Hopefully this is at least somewhat useful.

I got a nvidia-bug-report.log.gz this time, and I’ve emailed it to the provided email. Interestingly this time, I was unable to gracefully shutdown my system, otherwise, very similar results, including the Lost display notification.

So I was about to write I had not had the problem in a week and thought maybe a kernel or driver update fixed it, but then it just happened again!
The freeze left me unable to do anything and I had to hard reboot.
Here is the log made right after the reboot, hope there is something to be seen in there…
Thanks,

nvidia-bug-report3.log (543.0 KB)

I have filed a bug 200614112 internally for tracking purpose.
Will try to attempt repro and may reach to you again if required more information.

Thank you,
Was there anything worth noting in the log then?

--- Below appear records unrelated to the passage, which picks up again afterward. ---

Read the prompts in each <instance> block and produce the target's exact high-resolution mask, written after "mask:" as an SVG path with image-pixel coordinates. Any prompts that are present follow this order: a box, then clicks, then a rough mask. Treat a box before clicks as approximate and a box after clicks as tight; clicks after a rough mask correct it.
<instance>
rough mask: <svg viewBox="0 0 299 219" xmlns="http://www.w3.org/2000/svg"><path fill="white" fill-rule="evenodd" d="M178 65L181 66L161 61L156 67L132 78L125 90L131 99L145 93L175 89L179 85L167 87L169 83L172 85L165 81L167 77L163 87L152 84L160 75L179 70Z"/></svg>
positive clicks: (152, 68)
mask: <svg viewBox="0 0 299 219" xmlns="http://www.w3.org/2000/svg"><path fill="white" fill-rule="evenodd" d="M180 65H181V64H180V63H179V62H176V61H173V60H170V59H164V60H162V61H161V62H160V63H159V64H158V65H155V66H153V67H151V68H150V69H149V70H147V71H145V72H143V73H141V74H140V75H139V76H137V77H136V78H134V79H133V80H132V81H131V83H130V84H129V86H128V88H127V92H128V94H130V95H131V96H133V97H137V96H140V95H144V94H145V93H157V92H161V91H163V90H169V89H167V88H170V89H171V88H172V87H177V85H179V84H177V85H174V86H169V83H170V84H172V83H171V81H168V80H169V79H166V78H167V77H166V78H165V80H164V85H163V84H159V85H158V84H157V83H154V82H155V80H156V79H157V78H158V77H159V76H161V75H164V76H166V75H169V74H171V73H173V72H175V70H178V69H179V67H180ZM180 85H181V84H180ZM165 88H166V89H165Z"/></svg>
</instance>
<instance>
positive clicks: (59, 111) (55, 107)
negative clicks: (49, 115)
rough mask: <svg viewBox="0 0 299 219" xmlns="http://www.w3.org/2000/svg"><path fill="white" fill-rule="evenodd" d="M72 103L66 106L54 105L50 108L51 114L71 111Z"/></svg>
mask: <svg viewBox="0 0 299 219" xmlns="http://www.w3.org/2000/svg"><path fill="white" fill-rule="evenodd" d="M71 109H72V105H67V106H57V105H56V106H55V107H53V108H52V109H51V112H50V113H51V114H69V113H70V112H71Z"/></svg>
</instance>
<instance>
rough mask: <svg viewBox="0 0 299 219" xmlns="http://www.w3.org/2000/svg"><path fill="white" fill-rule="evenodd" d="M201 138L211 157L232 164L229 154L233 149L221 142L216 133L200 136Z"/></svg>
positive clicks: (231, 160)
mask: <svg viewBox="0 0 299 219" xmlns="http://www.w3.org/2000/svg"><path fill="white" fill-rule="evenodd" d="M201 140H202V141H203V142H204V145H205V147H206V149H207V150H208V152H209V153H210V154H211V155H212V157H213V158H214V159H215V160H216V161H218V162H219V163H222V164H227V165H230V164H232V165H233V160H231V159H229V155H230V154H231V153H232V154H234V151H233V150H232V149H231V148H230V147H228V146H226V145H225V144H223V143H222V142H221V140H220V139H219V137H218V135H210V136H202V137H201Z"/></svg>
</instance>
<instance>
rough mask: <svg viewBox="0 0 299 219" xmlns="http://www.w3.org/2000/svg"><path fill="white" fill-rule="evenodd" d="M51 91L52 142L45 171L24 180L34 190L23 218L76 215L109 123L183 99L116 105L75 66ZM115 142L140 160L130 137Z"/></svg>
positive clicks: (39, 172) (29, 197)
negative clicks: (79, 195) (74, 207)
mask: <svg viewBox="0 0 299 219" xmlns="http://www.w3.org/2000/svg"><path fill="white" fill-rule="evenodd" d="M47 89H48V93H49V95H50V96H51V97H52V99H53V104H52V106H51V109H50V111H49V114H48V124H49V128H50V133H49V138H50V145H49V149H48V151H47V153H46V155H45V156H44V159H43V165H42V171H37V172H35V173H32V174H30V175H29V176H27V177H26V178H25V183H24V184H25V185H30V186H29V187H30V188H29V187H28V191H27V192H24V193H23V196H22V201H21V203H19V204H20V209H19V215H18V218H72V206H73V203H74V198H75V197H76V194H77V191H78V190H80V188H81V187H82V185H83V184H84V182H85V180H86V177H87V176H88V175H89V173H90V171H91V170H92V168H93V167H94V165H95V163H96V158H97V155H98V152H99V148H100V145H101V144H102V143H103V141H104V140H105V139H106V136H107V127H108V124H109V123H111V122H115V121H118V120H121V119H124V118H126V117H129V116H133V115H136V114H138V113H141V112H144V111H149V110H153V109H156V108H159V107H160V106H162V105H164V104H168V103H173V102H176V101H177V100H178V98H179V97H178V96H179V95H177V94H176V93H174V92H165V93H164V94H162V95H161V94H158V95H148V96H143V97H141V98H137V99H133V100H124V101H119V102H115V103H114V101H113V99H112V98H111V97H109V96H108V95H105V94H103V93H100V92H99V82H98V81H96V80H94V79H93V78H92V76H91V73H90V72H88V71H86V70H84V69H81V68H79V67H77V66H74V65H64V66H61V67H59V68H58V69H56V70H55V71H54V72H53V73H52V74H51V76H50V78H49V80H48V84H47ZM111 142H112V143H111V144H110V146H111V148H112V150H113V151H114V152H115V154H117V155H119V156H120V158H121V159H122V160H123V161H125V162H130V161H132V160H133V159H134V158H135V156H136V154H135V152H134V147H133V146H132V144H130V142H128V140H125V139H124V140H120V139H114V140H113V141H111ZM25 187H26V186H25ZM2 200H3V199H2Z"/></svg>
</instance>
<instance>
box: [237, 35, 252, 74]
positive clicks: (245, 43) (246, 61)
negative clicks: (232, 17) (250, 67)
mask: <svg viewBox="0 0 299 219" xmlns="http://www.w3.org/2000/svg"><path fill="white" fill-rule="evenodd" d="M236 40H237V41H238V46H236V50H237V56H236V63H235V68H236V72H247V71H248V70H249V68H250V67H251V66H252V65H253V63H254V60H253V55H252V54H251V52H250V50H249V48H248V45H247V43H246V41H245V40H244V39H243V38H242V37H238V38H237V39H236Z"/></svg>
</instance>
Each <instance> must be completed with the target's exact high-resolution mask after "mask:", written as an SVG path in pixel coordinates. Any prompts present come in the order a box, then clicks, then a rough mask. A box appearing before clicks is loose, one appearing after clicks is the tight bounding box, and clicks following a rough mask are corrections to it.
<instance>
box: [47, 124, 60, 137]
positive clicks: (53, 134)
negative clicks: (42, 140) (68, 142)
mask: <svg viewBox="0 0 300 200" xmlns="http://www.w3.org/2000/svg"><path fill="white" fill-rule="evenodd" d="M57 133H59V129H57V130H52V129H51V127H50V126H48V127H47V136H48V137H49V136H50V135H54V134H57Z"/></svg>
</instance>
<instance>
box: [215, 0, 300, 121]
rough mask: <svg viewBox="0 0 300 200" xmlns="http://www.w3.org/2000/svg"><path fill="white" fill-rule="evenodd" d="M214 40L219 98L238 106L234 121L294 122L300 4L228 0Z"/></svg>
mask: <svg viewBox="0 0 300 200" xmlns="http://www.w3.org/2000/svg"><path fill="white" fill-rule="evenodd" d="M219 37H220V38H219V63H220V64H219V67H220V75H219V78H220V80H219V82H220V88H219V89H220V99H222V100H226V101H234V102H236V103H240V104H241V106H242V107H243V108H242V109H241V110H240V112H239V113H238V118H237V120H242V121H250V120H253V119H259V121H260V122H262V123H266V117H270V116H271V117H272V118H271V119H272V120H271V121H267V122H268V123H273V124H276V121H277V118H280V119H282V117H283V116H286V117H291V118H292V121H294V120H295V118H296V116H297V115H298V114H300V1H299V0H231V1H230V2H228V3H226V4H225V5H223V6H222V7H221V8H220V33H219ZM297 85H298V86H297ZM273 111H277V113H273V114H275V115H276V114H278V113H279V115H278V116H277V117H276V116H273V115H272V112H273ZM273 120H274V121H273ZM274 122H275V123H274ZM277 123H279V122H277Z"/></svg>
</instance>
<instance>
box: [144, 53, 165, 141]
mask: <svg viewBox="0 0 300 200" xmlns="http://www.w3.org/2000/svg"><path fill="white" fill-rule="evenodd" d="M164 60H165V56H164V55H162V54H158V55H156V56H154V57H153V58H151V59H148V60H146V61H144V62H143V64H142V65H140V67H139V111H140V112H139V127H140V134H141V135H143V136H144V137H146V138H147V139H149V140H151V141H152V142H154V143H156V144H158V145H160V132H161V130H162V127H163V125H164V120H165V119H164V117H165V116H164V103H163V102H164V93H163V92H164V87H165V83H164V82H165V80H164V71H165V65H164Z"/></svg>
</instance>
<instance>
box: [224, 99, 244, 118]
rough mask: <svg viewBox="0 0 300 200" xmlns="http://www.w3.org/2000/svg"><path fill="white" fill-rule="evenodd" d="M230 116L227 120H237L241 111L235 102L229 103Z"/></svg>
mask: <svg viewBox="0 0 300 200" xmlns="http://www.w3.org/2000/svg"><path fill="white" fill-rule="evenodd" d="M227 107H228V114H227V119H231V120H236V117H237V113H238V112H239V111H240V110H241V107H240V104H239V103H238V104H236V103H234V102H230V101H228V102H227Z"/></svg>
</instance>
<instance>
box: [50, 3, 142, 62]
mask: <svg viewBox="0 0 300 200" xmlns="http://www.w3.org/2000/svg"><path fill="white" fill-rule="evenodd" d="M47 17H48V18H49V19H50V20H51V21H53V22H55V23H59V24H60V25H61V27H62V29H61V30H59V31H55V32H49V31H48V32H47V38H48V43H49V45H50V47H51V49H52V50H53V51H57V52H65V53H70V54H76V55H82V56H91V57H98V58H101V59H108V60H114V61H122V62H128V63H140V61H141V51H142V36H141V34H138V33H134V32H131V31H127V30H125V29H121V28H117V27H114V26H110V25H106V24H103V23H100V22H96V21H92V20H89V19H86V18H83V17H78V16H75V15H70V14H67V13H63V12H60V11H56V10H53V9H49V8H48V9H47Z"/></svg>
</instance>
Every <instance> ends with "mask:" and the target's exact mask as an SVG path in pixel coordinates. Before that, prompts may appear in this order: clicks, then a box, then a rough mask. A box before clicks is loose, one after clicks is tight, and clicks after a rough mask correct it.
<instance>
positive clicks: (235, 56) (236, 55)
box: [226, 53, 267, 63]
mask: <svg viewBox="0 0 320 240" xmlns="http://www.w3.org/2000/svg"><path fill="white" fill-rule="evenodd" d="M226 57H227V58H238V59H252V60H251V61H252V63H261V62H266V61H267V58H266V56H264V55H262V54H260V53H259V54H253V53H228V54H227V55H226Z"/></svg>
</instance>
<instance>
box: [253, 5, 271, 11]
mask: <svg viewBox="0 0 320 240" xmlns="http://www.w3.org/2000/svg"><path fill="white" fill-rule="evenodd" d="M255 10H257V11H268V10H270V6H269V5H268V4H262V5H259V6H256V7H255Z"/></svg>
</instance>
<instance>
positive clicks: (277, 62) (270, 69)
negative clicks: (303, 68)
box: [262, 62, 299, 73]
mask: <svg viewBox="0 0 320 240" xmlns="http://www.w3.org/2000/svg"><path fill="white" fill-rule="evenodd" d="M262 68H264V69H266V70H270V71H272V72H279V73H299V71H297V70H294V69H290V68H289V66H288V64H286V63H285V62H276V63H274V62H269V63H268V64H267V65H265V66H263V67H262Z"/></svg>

Maybe something I can try in the meantime?

Logs doesn’t have much detailed information to root cause issue.
It would be great to have concrete and reliable repro steps so that I can try the same.

Hi, unfortunately, I cannot reproduce it myself clearly. I worked for a week on the computer, all day, and had no problems, but then sometimes it happens twice in a few hours.
The only regularity I can mention (although it’s not always the case) is that it’s often when playing a video. It can be from a web browser or a video player like VLC, does not matter. Maybe it was on fullscreen most of the time, I’m not sure.
But I often watch videos (fullscreen or not) and NOT get the freeze, so I’m not sure why sometimes it would cause it.

Adding to the previous comment, just had a freeze while not watching a video, no doing much.
Log attached, this time the log was taken just as the freeze announced itself: ultra laggy system, Xorg and irq-nvidia processes running on a full core each, as usual. System doing OK for the rest.
nvidia-bug-report4.log (1.0 MB)
Not sure if something about what is going on at that time can be seen in there.

I think some of the reports here referencing Xid 61 might be the same as what we were seeing in this thread:

Thank you, indeed it seems to be the same issue.
Not really reassuring that it’s been reported by so many people and that it’s been open for months…

I am still trying to recreate issue locally but no luck so far.
Would be great to know if someone finds reliable steps to reproduce it.
Also it would be worth updating BIOS if it is not up to date.